The key is to understand your own anatomy prior to anal play in order to mitigate your risk. We speak all the time about using toys to explore safely and to develop an understanding of your own capacity to accept things anally. With gradual dilation, both the skin and the muscle can open to the appropriate diameters. Remember: even though they are stacked on top of one another, the muscle and skin, that is, function independently. You may be fully able to open the skin to a fist size, though the underlying muscle simply cannot accommodate it or vice versa.

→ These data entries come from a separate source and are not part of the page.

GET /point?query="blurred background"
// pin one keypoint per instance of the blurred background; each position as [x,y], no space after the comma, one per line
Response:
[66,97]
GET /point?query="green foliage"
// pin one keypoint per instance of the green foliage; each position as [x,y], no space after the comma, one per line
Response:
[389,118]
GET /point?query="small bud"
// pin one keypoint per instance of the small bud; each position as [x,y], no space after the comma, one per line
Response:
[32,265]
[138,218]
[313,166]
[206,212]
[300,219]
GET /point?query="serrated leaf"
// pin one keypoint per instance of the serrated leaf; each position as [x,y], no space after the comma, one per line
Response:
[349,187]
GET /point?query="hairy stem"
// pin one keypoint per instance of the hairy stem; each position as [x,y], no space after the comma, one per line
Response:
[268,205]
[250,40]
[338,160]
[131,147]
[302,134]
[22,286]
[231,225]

Successful engagements (more so minimizing anal fissures) stem from your mastery of not only your own anatomy, but also being able to analyze both successful and not-so-successful play routines. It’s totally a sport, and in order to get better, it requires practice, practice, practice! Through this play, your overlying skin gets tougher, allowing better elasticity and the underlying muscle to accommodate whichever size you desire. It’s not a hard concept; it just needs to be learned.

Full evaluation with the knowledge above leads to fruitful solutions and future engagements, whatever they may be.

Conclusion

Understanding anal fissures—what causes them, the symptoms they present, and how they can be treated and prevented—is essential for effective treatment and prevention. By recognizing early signs and knowing how to address them, you can help reduce the impact of these painful tears on your daily life.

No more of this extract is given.